In einem Fall gelang die Festnahme des Präsidenten eines namhaften chinesischen Herstellers von Solarmodulen, dessen Haftbefehl im letzten Jahr bei seiner Einreise zu einer Fachmesse in Deutschland am Flughafen München vollstreckt werden konnte.
Andere Schwerpunkte waren die Ermittlungen zur Bekämpfung des Schmuggels von Goldschmuck aus den Vereinigten Arabischen Emiraten bzw. von Massengütern aus Fernost.
Bekämpfung der Rauschgiftkriminalität: In knapp 450 Verfahren ermittelten die Zollfahnder/-innen, ausgehend von den vier Dienstsitzen München, Nürnberg, Weiden und Lindau, gegen Schmuggler von Rauschgift, die ihre verbotene Ware über unterschiedliche Routen in das Bundesgebiet verbrachten. Wie in den Jahren zuvor spielte die sogenannte "Balkanroute" eine bedeutsame Rolle. Die Bundesautobahnen 3 und 8 stellten sich bei einer Vielzahl von Aufgriffen als beliebte Schmuggelroute dar.
So ist es in einem bei der GER Nordbayern* geführten Verfahren mit internationalen Verflechtungen Anfang vergangenen Jahres gelungen, weitere hinter den Transporten von mehreren hundert Kilogramm Marihuana stehende Personen zu verhaften. Im Dezember 2019 wurden dazu die letzten Angeklagten in einem Fall sogar zu bis zu 9 Jahren Freiheitstrafe verurteilt. Allein in diesem Verfahren sind bislang sechs Angeklagte zu insgesamt 35 Jahren und 6 Monaten Freiheitsstrafe verurteilt und zuvor gesicherte Wertgegenstände für knapp 130.000 Euro eingezogen worden.
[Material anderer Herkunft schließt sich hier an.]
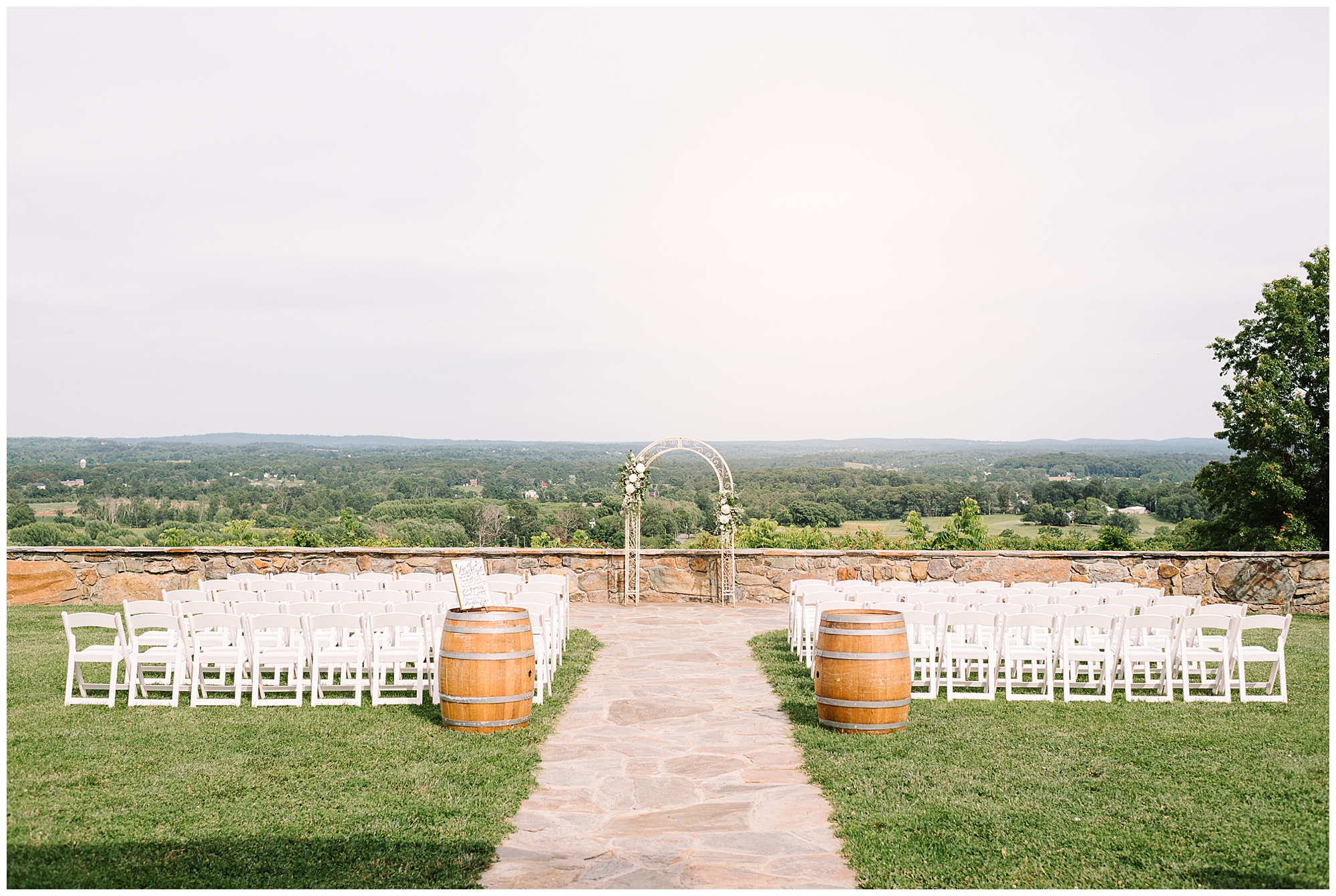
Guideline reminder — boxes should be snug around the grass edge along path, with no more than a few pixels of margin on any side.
[7,608,603,888]
[749,617,1329,889]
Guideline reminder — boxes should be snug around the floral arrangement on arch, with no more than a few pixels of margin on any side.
[617,451,649,505]
[715,489,741,535]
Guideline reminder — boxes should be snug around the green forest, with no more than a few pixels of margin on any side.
[7,438,1218,547]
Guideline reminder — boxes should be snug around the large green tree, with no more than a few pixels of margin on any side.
[1192,247,1331,550]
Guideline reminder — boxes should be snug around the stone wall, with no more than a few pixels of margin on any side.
[7,547,1329,613]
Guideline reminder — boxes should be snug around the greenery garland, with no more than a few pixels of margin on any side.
[715,489,743,535]
[617,451,649,507]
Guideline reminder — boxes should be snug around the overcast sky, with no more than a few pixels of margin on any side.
[7,9,1329,441]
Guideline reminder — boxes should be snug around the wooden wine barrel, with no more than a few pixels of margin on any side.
[814,608,910,734]
[437,606,534,734]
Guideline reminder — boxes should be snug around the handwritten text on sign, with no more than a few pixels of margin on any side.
[450,559,488,610]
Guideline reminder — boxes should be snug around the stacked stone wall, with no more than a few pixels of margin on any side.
[7,547,1329,613]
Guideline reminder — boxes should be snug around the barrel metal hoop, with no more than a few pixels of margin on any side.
[441,690,533,704]
[818,718,908,732]
[441,625,533,634]
[441,650,537,660]
[812,650,910,660]
[445,610,529,622]
[441,716,529,728]
[822,610,904,625]
[816,625,904,637]
[816,697,910,709]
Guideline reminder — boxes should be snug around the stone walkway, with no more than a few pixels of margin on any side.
[482,604,855,889]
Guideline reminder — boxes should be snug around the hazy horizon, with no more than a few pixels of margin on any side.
[7,8,1329,442]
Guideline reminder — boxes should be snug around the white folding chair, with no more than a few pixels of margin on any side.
[510,600,556,704]
[898,610,945,700]
[518,576,570,652]
[362,613,432,706]
[120,592,178,656]
[1174,613,1238,704]
[1116,612,1174,702]
[302,613,366,706]
[60,613,130,706]
[180,612,246,706]
[1054,613,1122,704]
[942,610,998,701]
[126,601,186,706]
[798,592,850,669]
[1149,594,1201,613]
[242,613,306,706]
[998,617,1057,702]
[1226,613,1293,704]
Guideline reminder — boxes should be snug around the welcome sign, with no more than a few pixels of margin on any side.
[450,559,488,610]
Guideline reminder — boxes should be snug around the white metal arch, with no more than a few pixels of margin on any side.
[623,435,737,604]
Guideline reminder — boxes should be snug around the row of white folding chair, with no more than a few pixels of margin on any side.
[69,601,430,706]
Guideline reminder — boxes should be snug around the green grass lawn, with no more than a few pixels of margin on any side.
[751,617,1329,888]
[8,606,603,888]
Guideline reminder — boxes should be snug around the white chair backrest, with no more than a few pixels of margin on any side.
[120,592,175,620]
[1149,594,1201,613]
[526,573,570,594]
[287,601,338,616]
[176,601,218,616]
[163,588,204,604]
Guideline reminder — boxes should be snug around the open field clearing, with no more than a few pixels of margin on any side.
[7,606,601,888]
[751,616,1329,889]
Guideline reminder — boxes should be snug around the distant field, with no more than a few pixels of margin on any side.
[826,513,1174,538]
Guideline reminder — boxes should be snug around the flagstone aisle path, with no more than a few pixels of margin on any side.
[482,604,856,889]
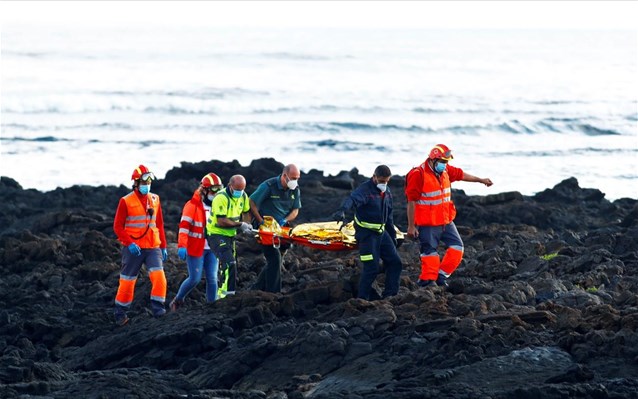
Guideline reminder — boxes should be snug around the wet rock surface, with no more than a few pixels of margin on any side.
[0,159,638,399]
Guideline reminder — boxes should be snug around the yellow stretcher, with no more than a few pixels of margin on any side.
[257,216,404,251]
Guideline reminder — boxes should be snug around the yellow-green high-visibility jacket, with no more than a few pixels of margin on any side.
[206,187,250,237]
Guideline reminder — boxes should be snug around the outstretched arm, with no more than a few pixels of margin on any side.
[461,172,494,187]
Die im Jahr 2019 sichergestellten und zusätzlich ermittelten Mengen von Betäubungsmitteln betragen:
sichergestellte Menge zusätzlich ermittelte Menge Heroin 17 kg 25 kg Kokain 15 kg 14 kg Amfetamin 26 kg 80 kg Metamfetamin (Crystal) 2 kg 7 kg Haschisch 10 kg 6 kg Marihuana 220 kg 2.000 kg Ecstasy-Tabletten 7.300 Stück 3.000 Stück Cannabispflanzen 1.100 Stück
* GER: Gemeinsame Ermittlungsgruppe Rauschgift des Zollfahndungsamtes München und des Bayerischen Landeskriminalamtes.
Bekämpfung des Schmuggels verbrauchsteuerpflichtiger Waren: Die Bekämpfung des Zigarettenschmuggels sowie des Schmuggels von Wasserpfeifentabak dominierte auch im Jahr 2019 die Arbeit der im Bereich der Bekämpfung der Verbrauchsteuerkriminalität eingesetzten Zollfahnder und Zollfahnderinnen.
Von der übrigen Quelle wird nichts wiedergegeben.